China has risen fast from a communist country to a global player that's sometimes supposed to save the world. You often hear that China is the solution to all the problems, such as bailing out Greece, and if we move our industries to China we might make big profits.
One problem is that data about the Chinese domestic economy is unreliable. It is also hard to find some data to relate to because the Chinese growth is so fast. One can however compare with Japan and South Korea. China has used the same development model as Japan and South Korea earlier did. The model works like this:
- Capitalize on low wages to spark growth through exports and industrialize quickly with hefty amounts of investment
- Guide the whole process with the hand of the state
- Use industrial policies and state-directed finance to progress into more and more advanced sectors
This model works and the growth of the country is fast - for a while until the country crashes. Japan crashed in 1990 and South Korea crashed in 1997.

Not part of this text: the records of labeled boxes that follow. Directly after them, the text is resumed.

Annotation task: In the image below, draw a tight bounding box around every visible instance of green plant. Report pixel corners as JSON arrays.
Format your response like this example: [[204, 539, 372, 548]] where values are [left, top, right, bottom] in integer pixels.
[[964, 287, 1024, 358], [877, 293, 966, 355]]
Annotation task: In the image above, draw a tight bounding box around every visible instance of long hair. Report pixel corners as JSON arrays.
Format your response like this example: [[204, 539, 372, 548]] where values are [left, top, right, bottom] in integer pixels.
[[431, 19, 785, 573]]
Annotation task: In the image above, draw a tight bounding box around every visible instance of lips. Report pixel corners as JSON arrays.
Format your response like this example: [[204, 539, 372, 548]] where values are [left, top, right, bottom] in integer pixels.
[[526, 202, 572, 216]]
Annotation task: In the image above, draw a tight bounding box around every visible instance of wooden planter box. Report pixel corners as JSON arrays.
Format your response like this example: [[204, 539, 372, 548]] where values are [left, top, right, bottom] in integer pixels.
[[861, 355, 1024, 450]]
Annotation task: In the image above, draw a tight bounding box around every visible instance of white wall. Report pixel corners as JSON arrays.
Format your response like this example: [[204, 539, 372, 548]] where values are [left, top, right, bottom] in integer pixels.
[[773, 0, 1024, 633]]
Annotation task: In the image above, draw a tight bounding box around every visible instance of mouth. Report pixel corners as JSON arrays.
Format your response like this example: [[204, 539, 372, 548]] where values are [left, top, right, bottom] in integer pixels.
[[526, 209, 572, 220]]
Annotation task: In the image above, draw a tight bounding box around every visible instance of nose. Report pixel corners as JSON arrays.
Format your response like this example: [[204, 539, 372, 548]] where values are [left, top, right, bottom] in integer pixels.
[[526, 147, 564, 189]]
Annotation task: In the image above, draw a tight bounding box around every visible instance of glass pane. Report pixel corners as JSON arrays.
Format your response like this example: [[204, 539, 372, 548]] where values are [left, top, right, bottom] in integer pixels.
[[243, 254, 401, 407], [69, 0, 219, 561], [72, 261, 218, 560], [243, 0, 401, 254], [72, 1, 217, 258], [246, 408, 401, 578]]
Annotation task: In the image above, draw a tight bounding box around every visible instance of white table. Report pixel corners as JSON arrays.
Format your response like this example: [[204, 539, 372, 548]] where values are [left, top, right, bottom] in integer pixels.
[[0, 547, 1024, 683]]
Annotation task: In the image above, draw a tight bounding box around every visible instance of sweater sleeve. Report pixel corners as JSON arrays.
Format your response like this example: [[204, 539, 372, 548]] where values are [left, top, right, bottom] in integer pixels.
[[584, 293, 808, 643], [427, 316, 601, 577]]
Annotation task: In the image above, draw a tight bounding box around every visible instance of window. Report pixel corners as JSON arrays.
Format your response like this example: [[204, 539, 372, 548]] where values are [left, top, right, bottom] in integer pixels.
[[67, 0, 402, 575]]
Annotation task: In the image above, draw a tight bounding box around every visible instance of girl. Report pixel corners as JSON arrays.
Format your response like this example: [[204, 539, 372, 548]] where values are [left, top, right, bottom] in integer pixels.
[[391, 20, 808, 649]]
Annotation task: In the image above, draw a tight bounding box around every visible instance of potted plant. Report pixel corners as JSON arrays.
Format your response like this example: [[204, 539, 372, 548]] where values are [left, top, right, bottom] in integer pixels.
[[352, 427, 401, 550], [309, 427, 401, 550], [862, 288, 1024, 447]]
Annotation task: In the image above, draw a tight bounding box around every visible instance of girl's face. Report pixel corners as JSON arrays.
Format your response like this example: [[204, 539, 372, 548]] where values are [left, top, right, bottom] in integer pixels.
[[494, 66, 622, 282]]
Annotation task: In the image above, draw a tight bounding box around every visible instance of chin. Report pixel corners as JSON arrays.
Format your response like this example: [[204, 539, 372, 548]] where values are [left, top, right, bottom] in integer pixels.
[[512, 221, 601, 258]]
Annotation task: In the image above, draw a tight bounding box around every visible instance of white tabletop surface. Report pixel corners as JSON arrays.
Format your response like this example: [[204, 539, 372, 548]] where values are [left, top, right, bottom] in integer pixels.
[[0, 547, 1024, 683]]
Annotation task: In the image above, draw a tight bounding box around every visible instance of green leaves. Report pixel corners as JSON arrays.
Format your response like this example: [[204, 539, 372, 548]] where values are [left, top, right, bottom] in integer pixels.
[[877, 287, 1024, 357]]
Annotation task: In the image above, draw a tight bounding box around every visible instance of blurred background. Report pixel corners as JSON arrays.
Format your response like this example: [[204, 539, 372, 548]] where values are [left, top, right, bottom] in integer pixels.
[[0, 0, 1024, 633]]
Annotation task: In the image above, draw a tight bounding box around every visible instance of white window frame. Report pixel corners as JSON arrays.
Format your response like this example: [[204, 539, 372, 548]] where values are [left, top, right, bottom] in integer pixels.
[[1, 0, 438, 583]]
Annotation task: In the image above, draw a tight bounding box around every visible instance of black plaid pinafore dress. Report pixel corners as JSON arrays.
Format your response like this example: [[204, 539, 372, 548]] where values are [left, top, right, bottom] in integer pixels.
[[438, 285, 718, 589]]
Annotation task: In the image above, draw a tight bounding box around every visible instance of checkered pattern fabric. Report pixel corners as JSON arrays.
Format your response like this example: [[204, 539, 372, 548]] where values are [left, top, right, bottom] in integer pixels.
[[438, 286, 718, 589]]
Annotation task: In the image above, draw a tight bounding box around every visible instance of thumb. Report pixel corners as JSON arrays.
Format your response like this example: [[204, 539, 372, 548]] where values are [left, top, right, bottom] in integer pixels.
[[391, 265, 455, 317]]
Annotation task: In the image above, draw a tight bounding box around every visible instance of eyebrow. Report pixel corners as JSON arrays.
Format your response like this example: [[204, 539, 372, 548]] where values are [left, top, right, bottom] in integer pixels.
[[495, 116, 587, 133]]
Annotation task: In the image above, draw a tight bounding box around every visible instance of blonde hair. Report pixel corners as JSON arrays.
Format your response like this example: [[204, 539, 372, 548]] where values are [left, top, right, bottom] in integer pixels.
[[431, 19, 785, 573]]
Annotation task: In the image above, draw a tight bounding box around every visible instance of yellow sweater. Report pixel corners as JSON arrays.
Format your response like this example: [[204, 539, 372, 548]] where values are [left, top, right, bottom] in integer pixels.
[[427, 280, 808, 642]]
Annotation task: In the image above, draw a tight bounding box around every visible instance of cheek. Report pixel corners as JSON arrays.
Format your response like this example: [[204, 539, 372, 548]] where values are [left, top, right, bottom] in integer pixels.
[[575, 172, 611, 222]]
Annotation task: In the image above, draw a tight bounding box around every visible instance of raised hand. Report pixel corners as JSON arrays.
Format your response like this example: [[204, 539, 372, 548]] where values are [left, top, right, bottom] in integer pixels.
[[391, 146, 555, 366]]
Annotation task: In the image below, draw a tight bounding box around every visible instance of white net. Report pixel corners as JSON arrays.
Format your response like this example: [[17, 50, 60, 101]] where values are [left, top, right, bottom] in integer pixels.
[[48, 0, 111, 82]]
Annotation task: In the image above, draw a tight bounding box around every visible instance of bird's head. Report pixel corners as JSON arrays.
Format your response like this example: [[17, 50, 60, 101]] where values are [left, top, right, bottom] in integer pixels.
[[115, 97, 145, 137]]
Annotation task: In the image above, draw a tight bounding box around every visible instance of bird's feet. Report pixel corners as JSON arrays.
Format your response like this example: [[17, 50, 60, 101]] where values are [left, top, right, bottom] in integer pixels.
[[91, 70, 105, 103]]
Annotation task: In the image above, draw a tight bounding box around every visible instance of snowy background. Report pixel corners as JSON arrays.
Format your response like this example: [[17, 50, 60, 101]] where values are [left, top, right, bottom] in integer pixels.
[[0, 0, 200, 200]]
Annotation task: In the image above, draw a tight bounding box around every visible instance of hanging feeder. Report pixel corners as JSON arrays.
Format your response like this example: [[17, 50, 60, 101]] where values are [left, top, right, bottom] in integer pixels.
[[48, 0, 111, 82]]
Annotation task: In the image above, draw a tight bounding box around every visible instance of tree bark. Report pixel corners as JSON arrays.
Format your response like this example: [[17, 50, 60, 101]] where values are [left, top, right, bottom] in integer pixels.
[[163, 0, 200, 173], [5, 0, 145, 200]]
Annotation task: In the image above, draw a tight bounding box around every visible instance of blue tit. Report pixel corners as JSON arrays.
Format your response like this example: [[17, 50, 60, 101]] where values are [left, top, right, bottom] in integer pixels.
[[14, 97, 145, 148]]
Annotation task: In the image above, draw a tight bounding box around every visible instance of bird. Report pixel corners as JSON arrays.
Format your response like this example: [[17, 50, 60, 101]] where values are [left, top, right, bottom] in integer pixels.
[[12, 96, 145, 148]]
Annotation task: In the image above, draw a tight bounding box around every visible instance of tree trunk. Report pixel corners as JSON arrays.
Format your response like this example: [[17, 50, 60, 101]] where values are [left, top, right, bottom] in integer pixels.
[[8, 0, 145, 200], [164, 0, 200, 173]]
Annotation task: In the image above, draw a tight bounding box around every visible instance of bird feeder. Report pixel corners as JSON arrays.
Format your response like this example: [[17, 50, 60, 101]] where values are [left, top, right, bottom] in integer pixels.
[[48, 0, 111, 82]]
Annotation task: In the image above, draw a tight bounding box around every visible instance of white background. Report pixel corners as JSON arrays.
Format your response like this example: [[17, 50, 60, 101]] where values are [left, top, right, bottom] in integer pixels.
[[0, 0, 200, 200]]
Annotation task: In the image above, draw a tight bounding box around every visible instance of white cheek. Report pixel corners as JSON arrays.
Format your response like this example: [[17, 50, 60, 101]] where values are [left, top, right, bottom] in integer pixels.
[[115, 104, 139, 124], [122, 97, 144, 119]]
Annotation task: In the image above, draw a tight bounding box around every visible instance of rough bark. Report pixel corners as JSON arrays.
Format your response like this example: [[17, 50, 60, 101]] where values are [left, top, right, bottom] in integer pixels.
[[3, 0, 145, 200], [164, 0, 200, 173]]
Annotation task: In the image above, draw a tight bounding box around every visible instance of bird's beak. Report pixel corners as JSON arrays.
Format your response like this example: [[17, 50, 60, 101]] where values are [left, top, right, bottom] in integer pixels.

The problem with this model is that it is getting the prices wrong. To generate a fast growth, the model depends on state-directed subsidization to make investing in certain industries or sectors more attractive and less risky. For example:
- Cheap credit is made available for the industry
- The exchange rate is controlled to encourage exporters
The problem is that these prices should be controlled by the free market - not the government. Companies may make bad investments in factories that are not needed from money they don't have. It may work for a while, but it can't go on forever.
When might this crisis happen? It took Japan and South Korea about 35 years before the model broke, and with those numbers, the crash in China might happen in 2015.